Central Florida attorney: Proposed red light camera bill won't be successful

State Senator now calls the cameras "backdoor tax increases"


TALLAHASSEE, Fla. – A Florida lawmaker wants to put the brakes on red light cameras in the state. 

Senator Jeff Brandes, R-St. Petersburg, filed legislation in Tallahassee Wednesday that would ban cities and counties from using the cameras to fine drivers caught running red lights.

In a statement Brandes says while he initially believed the cameras were safety devices, he now thinks they are being used as "backdoor tax increases."

More than 100 jurisdictions across Florida now use the cameras to collect millions of dollars in fines from drivers every year.

A similar bill is expected to be filed in the House.

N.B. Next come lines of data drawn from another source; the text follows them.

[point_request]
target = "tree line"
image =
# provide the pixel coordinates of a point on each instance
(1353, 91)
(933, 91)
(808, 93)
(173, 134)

Previous attempts to ban the cameras in the legislature have failed.

Leroy Costner, a traffic ticket attorney, says that the cameras, which have been in Florida for about 3 years, are flawed.

"It's not a local law enforcement officer, its not someone sees you doing something wrong its a machine," Costner said.

The city and state are pocketing too, according to the Florida Department of Revenue, from last July to June 2013, the state has made around 62 million dollars. In Orlando, $1.9 million.

"As long as the state's making money out of it, they are not going to get rid of it," Costner said.